Two noted security researchers, Ivan Yushkevich from Embedi, as well as Alexander Bolshev from IOActive, conducted a year-long study of 34 different apps developed by major manufacturers such as Schneider Electric and Siemens. Upon concluding the study, the two researchers discovered a total of 147 security flaws in the various apps. The researchers chose the apps based on a random selection process of apps available on the Google Play Store. The researchers declined to state which apps contained the most security flaws and noted that only two apps demonstrated no security flaw whatsoever.

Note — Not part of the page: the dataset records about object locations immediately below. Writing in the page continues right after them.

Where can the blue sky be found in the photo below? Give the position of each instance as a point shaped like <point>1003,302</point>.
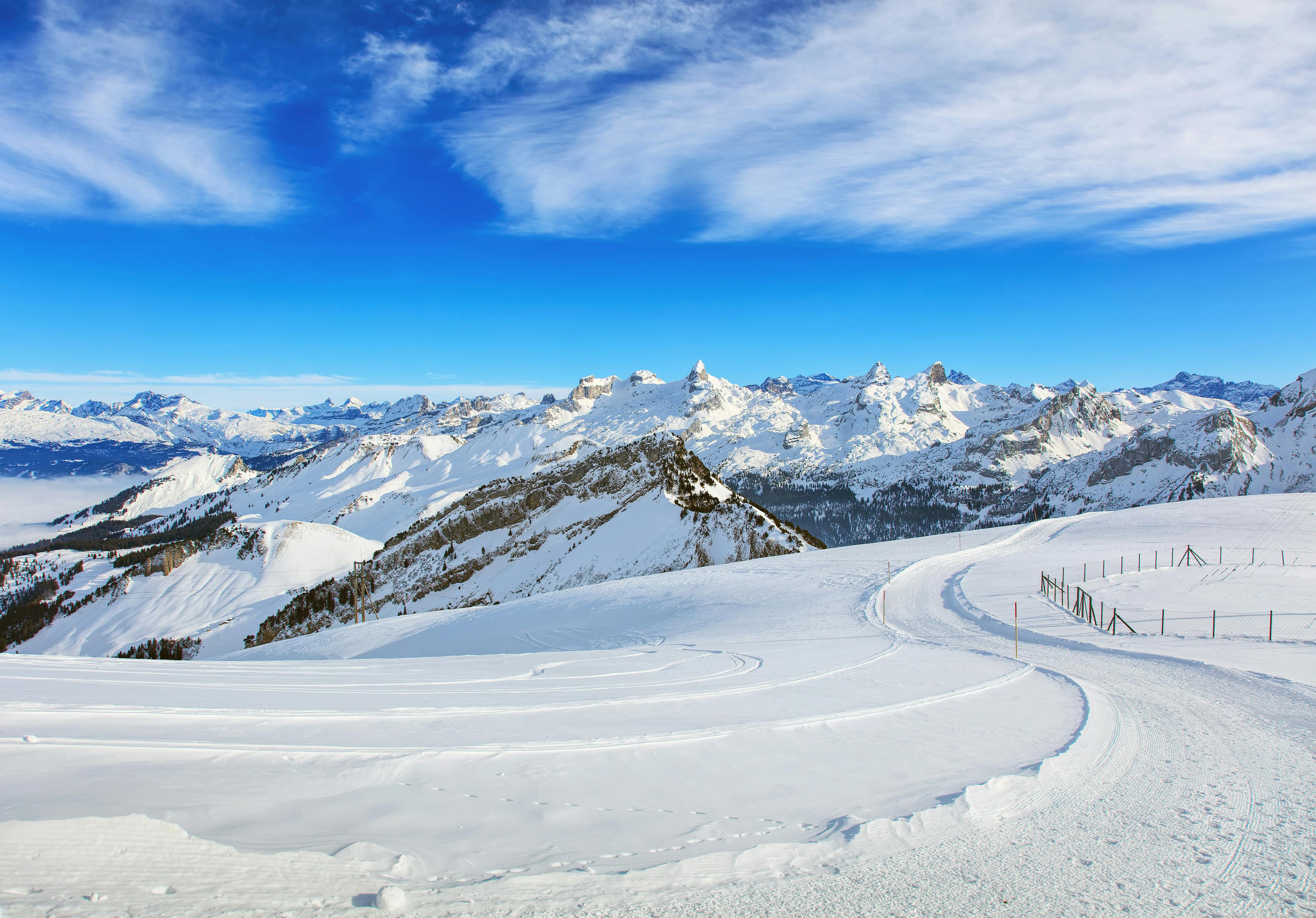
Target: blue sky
<point>272,203</point>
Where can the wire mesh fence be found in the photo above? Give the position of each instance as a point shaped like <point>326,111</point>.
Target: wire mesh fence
<point>1186,556</point>
<point>1260,625</point>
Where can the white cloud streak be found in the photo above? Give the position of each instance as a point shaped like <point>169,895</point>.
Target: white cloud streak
<point>112,118</point>
<point>403,77</point>
<point>240,393</point>
<point>910,123</point>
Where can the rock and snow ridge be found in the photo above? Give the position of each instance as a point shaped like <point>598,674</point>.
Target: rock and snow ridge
<point>853,460</point>
<point>1244,394</point>
<point>982,454</point>
<point>602,514</point>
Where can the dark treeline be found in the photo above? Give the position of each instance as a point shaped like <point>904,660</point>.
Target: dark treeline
<point>905,510</point>
<point>164,648</point>
<point>27,612</point>
<point>107,535</point>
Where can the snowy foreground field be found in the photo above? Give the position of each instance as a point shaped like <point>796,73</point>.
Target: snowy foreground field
<point>785,737</point>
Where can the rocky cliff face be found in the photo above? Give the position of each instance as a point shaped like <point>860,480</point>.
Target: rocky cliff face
<point>645,508</point>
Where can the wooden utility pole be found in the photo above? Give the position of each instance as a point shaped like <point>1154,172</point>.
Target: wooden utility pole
<point>358,591</point>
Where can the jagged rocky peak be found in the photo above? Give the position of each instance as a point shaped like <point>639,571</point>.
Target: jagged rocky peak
<point>589,388</point>
<point>877,376</point>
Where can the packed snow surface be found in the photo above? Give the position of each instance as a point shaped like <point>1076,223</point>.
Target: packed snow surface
<point>779,737</point>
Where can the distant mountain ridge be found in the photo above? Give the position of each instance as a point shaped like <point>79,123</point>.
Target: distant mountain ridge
<point>1215,388</point>
<point>490,498</point>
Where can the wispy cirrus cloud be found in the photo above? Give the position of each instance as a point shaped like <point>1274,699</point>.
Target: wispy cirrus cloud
<point>403,76</point>
<point>107,111</point>
<point>240,393</point>
<point>899,122</point>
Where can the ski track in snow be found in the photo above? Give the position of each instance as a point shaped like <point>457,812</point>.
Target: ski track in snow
<point>764,763</point>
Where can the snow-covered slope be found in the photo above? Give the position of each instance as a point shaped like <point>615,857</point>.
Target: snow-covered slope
<point>1240,393</point>
<point>177,484</point>
<point>874,456</point>
<point>793,735</point>
<point>219,594</point>
<point>602,514</point>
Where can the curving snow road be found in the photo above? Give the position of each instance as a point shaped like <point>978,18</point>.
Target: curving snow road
<point>747,741</point>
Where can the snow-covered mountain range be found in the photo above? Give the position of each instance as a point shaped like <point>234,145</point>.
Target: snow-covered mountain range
<point>491,498</point>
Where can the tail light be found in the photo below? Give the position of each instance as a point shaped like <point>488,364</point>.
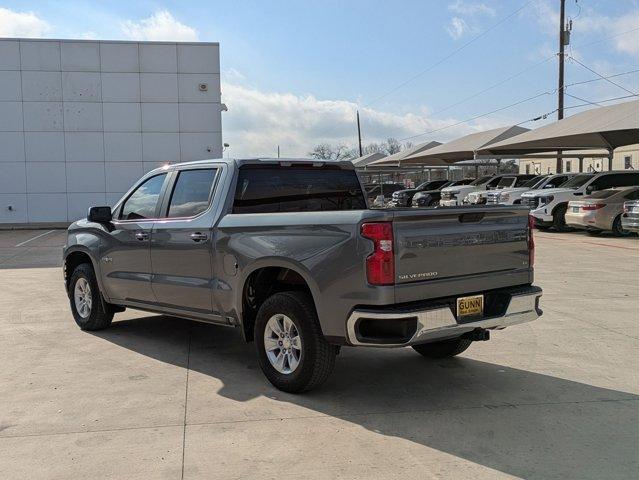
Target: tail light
<point>531,241</point>
<point>592,206</point>
<point>380,265</point>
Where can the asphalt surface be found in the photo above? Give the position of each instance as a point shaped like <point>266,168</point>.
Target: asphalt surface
<point>158,397</point>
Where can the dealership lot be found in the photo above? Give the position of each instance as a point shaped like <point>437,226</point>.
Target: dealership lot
<point>157,397</point>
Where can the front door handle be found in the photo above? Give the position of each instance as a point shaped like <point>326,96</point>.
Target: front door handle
<point>198,237</point>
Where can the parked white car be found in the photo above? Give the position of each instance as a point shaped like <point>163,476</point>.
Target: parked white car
<point>548,206</point>
<point>507,181</point>
<point>452,196</point>
<point>512,196</point>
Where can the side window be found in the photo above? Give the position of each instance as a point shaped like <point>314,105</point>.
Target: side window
<point>143,201</point>
<point>303,188</point>
<point>634,195</point>
<point>192,192</point>
<point>604,182</point>
<point>493,182</point>
<point>625,179</point>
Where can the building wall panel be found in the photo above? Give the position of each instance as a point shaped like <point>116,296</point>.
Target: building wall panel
<point>81,121</point>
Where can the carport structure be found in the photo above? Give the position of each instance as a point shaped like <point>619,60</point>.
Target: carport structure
<point>397,159</point>
<point>599,128</point>
<point>463,148</point>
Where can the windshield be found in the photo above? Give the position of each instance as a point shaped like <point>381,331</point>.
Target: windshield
<point>533,182</point>
<point>505,182</point>
<point>577,181</point>
<point>481,180</point>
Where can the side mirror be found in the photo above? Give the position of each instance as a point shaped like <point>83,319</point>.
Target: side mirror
<point>100,214</point>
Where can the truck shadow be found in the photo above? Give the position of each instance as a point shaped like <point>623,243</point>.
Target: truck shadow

The various security flaws differed in nature. Certain apps intervened with the data and information that was communicated to the app and a specific process or machine. This could pose a threat to companies. For example, the app might inform an employee that a certain machine is running at a safe temperature, when it is actually overheating, which can pose a fire hazard. Other flaws enabled hackers to integrate malicious code on the smartphone, which would send unauthorized commands to the servers responsible for controlling machine actions. It’s easy to see why critical flaws such as these is a massive threat to several major manufacturers.
According to Bolshev, linking apps to machines is a useful albeit dangerous practice. The researchers stated that the impact of every flaw will differ widely depending on the scope of the flaw and the role of the machine or process in question. Some manufacturers, however, argue that they have several fail-safe systems in place that will diminish damage in the event of a cyber attack. In addition, several manufacturer engineers stated that they use data from various sources, not just one app, before communicating commands to machines.
However, these arguments are not completely effective, as hackers have previously demonstrated that they are capable of bypassing several defense mechanisms used by industrial companies. In addition, these flaws could also extend to more risky sectors such as the public transport and power plant industries.
According to the researchers, they have not yet investigated if any of the security flaws have actually been exploited yet. The researchers intend to notify the relevant companies of their app flaws before publishing their findings. While some companies quickly patched the flaws, several others have not yet responded.
The cyber-safety innovation fellow at the Atlantic Council, Beau Woods, noted that this posed a serious conundrum for all industrial businesses. According to Woods, mobile apps allowed machine operators to easily access the machine system remotely, which can make a huge difference in an emergency situation. However, Woods also noted that mobile apps also brought some adverse effects as it made companies vulnerable to malicious attackers.